Global broadcasting of American evangelical appeals for a Christ-centered life represent an important stage in the evolution of the trends described in this essay. But if evangelical broadcasting today represents the culminating reach of American individualism, capitalism, and democracy as they are mediated through Christianity today, it also shows signs of post-modern transformation. Rick Warren’s purpose-driven Christianity is one example of what might be described as the apotheosis of modern American individualism – an undercutting of individualism at the peak of its evangelical promotion and global reach. Though Warren preaches that God has a purpose for each individual, and that people without God are not fully realized persons, he dissolves the individuality he celebrates by smoothing over cultural difference, personal idiosyncrasy, artistic creativity, and religious and political iconoclasm, and by simplifying self-realization.
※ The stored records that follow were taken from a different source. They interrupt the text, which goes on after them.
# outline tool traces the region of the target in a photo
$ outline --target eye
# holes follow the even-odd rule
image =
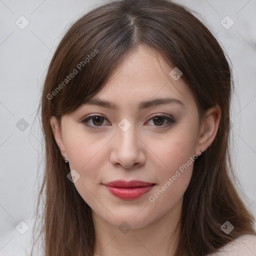
[[[94,127],[94,126],[102,126],[102,124],[104,122],[104,120],[106,119],[103,116],[100,116],[97,114],[94,114],[89,116],[88,118],[84,119],[82,122],[86,126],[90,127],[92,129],[96,128]],[[90,124],[89,121],[92,121],[92,124]]]
[[[155,124],[155,126],[160,126],[159,128],[166,128],[175,122],[175,121],[172,118],[167,116],[155,114],[152,116],[150,117],[151,118],[149,121],[152,120],[153,122],[153,124]],[[167,124],[166,123],[165,125],[162,125],[166,120],[168,121]]]
[[[174,119],[170,116],[164,115],[154,114],[150,116],[150,119],[148,122],[152,120],[154,126],[159,126],[158,128],[164,128],[169,126],[174,122]],[[92,129],[97,128],[97,126],[103,126],[104,120],[106,119],[103,116],[98,114],[93,114],[89,116],[82,122],[84,124]],[[166,121],[167,120],[167,124],[163,125]],[[90,122],[92,121],[92,122]]]

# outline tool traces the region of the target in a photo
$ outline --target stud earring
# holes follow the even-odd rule
[[[63,156],[63,158],[62,158],[63,160],[64,160],[65,161],[65,163],[66,164],[67,162],[68,162],[68,160],[66,160],[65,158],[66,158],[66,156]]]

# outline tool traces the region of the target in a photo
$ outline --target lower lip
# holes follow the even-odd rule
[[[150,191],[154,186],[154,184],[138,188],[116,188],[108,186],[106,187],[112,194],[117,198],[122,199],[136,199]]]

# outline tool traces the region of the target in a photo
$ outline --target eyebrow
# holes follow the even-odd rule
[[[102,100],[98,98],[90,98],[84,103],[85,104],[96,105],[104,108],[108,108],[112,110],[118,109],[118,106],[116,104]],[[144,108],[148,108],[152,106],[156,106],[158,105],[164,105],[167,104],[177,104],[182,106],[184,106],[184,104],[180,100],[174,98],[154,98],[151,100],[142,102],[138,105],[138,110],[142,110]]]

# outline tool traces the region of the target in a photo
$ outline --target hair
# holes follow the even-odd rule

This explosion of individualism – in both its popularity and its self-destruction – is part of what globalization means. Everywhere on the planet today, modern individualism expands rapidly through social media that broadcast virtual fragments of individual life. In North America, modern individualism is also expanded and fractured by outsourcing practices tied to personal identity, from weddings, funerals, and childcare to customer service and dogwalking. Coinciding with this fracturing of personal identity, Christianity facilitates the dissolution of individualism through paradigms of selfhood, like that promoted by Rick Warren, that frame concerns about self, and self in relation to others, as simultaneously intensely personal and universal in Christ. Conceptions of Christian selfhood like Warren’s have deep roots in the past – in practical piety, medieval penance, and Pauline gnosticism – but the cutting-edge media of North American evangelicalism and pentecostalism, and its increasing command of virtual reality, have created a new context for the growth of Christianity.

The expansion and disintegration of modern individualism through Christianity are tied to the metamorphosis of Western capitalism. Here again, Christians in North America have worked in the forefront of global change. As capitalism has become increasingly corporate, and large, powerful companies have become increasingly international, they wield increasing influence over everything in the world from the distribution of oil and food to decisions about government policy and individual behavior. Financing and managing their own international organizations, North American Christians have played a leading role in the transformation of capitalism. Christian organizations do not simply mimic the growth of international corporate capitalism; they contribute to the global economy by modeling its Christian formation, encouraging personal industry, stabilizing individuals and families, and providing healthcare and education. For example, Catholic Relief Services, the official international aid organization of the US Conference of Catholic Bishops, maintains an active presence in almost one hundred countries, working to relieve hunger, provide medical service, foster business growth, and promote Catholic teachings about sex and reproduction. While responding to suffering caused or exacerbated by economic globalization, CRS deploys its own corporate wealth and labor to expedite Catholic manifestations of that process.3

While hardly alone in filtering modernity through religion, Christians in North America have been highly influential agents in its process, partly because of the extraordinary malleability of Christianity in North America that religious abundance and increased religious freedom have facilitated. With competitive media and cultural environments manufacturing symbols linked to the past, and to principles believed to be eternal, American Christians have reconciled Christianity to modernity, often taking the lead in global economic and military developments and expanding their influence abroad in the process. At the same time, the universalizing lexicon of Christianity, combined with technologies that make human life more virtual, accessible, familiar than ever before, works to evaporate the modern individual at the center of modern capitalism and democracy.